Ollama Integration

Located in Scripts/Runtime/Ollama/

Wraps the Ollama REST API with async/await patterns and streaming support for running LLMs locally.

Key Scripts

| Script | Purpose | |--------|---------| | OllamaConfig.cs | MonoBehaviour configuration component. Manages server URL, auth token, model, and history limit. | | Chat.cs | Chat completions with history management.
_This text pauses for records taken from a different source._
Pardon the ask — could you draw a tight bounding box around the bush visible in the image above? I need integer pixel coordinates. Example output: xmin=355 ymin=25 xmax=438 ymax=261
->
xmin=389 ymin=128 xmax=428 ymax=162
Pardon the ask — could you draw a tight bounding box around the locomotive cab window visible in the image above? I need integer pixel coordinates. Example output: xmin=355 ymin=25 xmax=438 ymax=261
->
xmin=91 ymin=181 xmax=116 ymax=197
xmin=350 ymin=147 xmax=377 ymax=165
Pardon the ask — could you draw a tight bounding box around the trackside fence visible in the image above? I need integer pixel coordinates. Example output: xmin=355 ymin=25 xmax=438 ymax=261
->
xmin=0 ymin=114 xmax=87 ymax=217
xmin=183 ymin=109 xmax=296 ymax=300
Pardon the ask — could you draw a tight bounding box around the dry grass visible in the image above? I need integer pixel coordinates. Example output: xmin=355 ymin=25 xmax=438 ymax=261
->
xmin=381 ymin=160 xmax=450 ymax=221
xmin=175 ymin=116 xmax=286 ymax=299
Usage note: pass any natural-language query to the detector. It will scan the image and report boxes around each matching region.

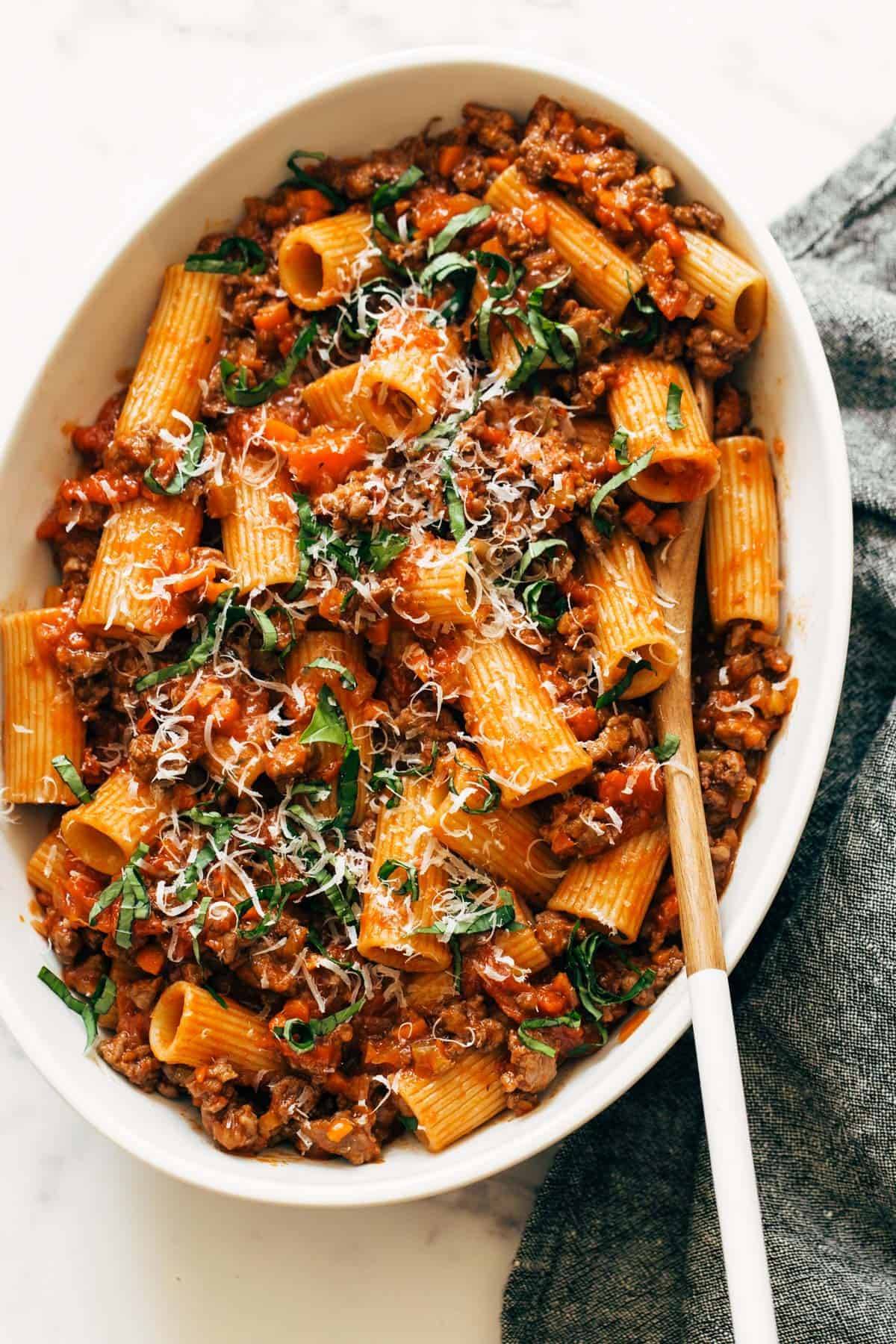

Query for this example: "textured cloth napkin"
[503,124,896,1344]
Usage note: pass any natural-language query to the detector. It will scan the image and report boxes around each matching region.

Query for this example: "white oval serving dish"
[0,49,852,1206]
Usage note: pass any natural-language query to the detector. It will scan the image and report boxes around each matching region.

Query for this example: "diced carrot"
[439,145,464,178]
[622,500,656,527]
[168,564,215,593]
[252,299,290,332]
[656,508,682,536]
[134,948,165,976]
[365,615,390,645]
[523,200,551,238]
[288,422,368,489]
[262,420,302,444]
[326,1119,355,1144]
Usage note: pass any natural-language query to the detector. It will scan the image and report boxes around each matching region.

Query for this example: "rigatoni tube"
[392,1050,506,1153]
[59,769,167,877]
[676,228,768,343]
[114,265,223,461]
[0,608,84,803]
[548,823,669,942]
[462,633,591,808]
[485,164,644,321]
[582,527,679,700]
[358,777,451,971]
[706,435,780,630]
[149,980,284,1080]
[220,454,298,593]
[607,355,719,504]
[278,210,383,312]
[78,497,202,635]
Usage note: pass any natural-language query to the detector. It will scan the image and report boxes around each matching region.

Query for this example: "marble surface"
[0,0,896,1344]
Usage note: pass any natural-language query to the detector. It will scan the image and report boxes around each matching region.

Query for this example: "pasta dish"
[0,97,797,1164]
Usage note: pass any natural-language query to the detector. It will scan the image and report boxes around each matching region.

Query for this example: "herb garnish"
[414,883,524,938]
[376,859,420,900]
[610,425,632,467]
[144,420,207,494]
[184,235,267,276]
[594,659,653,709]
[650,732,681,763]
[567,919,656,1040]
[516,1009,582,1059]
[591,447,656,536]
[371,165,423,243]
[37,966,116,1051]
[220,319,317,406]
[87,843,152,948]
[302,659,358,691]
[286,149,349,212]
[50,756,93,803]
[274,998,367,1055]
[666,383,685,429]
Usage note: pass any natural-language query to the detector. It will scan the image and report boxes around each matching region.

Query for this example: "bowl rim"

Supports streaming responses. | | Generate.cs | Raw text generation without chat context. | | Embeddings.cs | Generate vector embeddings for RAG applications. | | RAG.cs | Retrieval Augmented Generation helpers. | | ToolCalling.cs | Function/tool calling support. | | Payload.cs | Request/response data structures. |

Basic Usage

// Initialize a chat session
Ollama.InitChat(historyLimit: 8, system: "You are a helpful assistant.");

// Send a chat message (non-streaming)
string response = await Ollama.Chat("gemma3:4b", "Hello!");

// Send a chat message (streaming)
await Ollama.ChatStream(
    onTextReceived: (text) => responseText.text += text,
    model: "gemma3:4b",
    prompt: "Tell me a story"
);

Configuration

Configure via the OllamaConfig component in your scene:

  • Server URL — Your Ollama server address, or set directly via Ollama.SetBaseUrl()
  • Auth Token — Optional bearer token for secured Ollama servers
  • Model — Use Ollama model syntax (e.g., gemma3:4b, llama3:8b)
  • History Limit — Number of previous messages to include in chat history
  • Keep Alive — How long the model stays loaded in memory (default: 300 seconds)

Chat History

// Save chat to disk
Ollama.SaveChatHistory("mychat.dat");

// Load chat from disk
Ollama.LoadChatHistory("mychat.dat", historyLimit: 8);
ℹ️
Note: Ollama must be running on the target machine. Install from ollama.com and pull your desired model with ollama pull gemma3:4b.